Unnamed: 0,name,m/z,retention time,componentindex
787,4724.0,524.297733,11.319835,7.0
957,6813.0,639.406783,11.271281,51.0
1200,12240.0,462.289309,9.386694,
1196,12224.0,105.070272,1.378392,
187,539.0,605.414337,17.242694,
208,625.0,524.297665,11.419732,7.0
952,6800.0,595.380713,11.286608,
81,184.0,607.390045,16.717968,11.0
996,7376.0,678.476749,11.24638,4.0
1288,14090.0,474.289816,9.448015,


# Summary
It looks like metabolite number 787 was the most agreed upon followed by 208. They belong to the same molecular network (componentindex) that we calculated from [GNPS](https://gnps.ucsd.edu/ProteoSAFe/static/gnps-splash.jsp), have an almost identical retention time and mass to charge ratio (m/z). It's probably safe to say that these two metabolites are isomers, but we can check this more closely with the fragmentation data. 

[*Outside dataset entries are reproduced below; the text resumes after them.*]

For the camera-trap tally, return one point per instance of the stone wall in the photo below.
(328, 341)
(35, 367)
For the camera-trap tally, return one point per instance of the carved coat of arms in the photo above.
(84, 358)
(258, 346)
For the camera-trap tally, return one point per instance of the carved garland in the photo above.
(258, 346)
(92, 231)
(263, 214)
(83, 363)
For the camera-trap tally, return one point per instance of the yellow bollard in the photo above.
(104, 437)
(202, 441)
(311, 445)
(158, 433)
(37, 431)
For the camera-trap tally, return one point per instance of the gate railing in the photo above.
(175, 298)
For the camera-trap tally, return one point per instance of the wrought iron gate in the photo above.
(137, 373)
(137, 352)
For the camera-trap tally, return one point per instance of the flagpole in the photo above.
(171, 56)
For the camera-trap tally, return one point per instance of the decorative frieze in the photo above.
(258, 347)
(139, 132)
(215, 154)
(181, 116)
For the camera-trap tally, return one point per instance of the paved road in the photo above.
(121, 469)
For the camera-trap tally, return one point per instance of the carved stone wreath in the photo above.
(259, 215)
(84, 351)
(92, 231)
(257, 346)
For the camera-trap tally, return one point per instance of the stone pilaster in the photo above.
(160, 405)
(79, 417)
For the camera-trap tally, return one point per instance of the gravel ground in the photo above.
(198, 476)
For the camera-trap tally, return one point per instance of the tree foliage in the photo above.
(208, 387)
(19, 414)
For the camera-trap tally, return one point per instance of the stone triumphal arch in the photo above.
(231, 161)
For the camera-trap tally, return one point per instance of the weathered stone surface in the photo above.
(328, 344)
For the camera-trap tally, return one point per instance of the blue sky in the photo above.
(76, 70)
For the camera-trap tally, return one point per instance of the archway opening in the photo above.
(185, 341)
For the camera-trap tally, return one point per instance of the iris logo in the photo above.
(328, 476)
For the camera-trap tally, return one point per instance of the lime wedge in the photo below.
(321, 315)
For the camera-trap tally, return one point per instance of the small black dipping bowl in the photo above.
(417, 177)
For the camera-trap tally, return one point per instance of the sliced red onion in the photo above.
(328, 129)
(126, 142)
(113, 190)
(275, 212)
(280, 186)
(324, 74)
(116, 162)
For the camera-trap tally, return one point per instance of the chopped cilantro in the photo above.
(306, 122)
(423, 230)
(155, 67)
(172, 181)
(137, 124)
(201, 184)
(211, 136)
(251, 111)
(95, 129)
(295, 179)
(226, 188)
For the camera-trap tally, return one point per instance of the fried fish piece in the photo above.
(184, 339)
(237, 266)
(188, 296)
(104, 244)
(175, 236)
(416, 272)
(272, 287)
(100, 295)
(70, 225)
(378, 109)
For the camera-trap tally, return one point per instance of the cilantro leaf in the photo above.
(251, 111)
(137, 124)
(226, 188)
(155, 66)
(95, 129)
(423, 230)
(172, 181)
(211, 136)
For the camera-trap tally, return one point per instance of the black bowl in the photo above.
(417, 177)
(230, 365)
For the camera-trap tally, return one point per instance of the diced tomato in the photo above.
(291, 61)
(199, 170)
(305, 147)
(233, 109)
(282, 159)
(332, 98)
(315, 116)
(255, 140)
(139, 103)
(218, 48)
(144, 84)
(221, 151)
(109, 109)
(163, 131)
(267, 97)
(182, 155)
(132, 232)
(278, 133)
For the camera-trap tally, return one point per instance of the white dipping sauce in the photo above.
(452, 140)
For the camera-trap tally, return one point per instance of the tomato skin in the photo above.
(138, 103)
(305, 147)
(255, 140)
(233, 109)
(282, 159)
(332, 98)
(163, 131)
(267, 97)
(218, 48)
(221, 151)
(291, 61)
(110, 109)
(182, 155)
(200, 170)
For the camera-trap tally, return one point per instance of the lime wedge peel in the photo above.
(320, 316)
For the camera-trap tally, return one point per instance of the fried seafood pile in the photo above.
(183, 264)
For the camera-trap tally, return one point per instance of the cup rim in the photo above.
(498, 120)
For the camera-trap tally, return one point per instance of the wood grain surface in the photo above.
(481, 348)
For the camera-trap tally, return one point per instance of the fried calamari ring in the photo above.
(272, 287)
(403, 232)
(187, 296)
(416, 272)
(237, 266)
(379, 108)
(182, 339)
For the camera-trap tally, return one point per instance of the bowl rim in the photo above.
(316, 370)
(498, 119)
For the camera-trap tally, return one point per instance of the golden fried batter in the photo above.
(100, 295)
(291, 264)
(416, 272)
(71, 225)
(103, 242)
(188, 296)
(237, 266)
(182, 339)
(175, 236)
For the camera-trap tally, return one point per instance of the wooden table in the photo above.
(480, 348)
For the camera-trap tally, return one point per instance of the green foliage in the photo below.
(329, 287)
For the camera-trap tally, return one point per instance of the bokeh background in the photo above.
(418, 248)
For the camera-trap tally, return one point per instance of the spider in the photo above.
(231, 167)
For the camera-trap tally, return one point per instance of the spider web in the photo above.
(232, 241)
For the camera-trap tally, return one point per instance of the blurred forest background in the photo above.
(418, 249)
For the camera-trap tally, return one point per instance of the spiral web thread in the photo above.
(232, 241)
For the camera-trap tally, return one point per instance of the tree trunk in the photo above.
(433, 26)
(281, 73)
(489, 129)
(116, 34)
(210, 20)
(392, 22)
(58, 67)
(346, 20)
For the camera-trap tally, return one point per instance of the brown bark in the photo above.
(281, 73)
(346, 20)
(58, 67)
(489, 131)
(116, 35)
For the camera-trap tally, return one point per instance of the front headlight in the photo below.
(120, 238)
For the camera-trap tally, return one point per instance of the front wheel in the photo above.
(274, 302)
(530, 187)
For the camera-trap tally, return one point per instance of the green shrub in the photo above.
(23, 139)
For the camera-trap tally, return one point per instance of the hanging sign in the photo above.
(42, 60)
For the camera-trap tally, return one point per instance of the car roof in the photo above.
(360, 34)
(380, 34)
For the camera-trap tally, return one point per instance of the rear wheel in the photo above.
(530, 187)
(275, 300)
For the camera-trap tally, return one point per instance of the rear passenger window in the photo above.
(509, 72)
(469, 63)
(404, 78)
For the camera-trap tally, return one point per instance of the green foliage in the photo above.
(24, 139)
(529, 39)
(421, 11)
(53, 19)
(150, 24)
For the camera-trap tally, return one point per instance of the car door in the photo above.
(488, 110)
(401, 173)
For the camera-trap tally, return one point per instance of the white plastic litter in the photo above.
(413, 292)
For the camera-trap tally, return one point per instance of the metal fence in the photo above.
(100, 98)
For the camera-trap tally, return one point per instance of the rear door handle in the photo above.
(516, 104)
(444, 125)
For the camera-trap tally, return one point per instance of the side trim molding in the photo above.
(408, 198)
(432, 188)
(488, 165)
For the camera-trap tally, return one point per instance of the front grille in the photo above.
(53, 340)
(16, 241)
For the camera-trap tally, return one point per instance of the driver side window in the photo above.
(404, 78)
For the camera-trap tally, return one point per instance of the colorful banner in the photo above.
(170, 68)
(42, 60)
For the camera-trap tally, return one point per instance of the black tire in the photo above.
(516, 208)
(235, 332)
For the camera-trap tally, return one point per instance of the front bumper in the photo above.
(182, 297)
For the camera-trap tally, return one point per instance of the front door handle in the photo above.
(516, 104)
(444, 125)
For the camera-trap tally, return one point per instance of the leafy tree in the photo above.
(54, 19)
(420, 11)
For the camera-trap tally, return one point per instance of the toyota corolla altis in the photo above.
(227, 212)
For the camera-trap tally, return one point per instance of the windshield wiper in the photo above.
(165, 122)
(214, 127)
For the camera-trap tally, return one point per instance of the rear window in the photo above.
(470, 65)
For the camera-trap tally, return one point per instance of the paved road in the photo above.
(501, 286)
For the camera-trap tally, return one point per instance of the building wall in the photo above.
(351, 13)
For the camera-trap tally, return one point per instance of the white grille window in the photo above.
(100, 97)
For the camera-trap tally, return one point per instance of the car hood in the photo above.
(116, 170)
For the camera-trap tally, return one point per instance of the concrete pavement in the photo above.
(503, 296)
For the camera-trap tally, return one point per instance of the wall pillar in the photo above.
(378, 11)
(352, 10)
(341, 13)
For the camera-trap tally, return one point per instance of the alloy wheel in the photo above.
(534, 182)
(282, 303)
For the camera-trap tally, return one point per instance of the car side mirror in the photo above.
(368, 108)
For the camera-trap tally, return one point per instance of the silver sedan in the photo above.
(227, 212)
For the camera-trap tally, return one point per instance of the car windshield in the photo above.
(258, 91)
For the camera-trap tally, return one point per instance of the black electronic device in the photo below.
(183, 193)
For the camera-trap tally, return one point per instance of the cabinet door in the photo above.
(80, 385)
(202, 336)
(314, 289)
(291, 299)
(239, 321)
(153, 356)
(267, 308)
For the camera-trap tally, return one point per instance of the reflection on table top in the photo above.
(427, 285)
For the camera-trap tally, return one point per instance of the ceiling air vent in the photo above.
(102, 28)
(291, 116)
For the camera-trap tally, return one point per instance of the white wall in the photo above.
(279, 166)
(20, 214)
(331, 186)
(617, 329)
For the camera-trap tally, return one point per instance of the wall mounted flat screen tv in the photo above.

Overall this analysis shows that it may be possible to predict whether an insect has been exposed to *Trypanosoma cruzi* or not based upon the metabolites present in their gut. This is intuitive since the parasites themselves are expected to produce unique compounds, distinct from both the insect and the other microbes present.

Our analysis would benefit significantly from more observations to minimize over-fitting, which we observed in some of the models. We could also investigate different species of insect with a similar experiment that would add support to our hypothesis. Ultimately, this could be a cheap alternative to monitor the spread of parasite in the environment.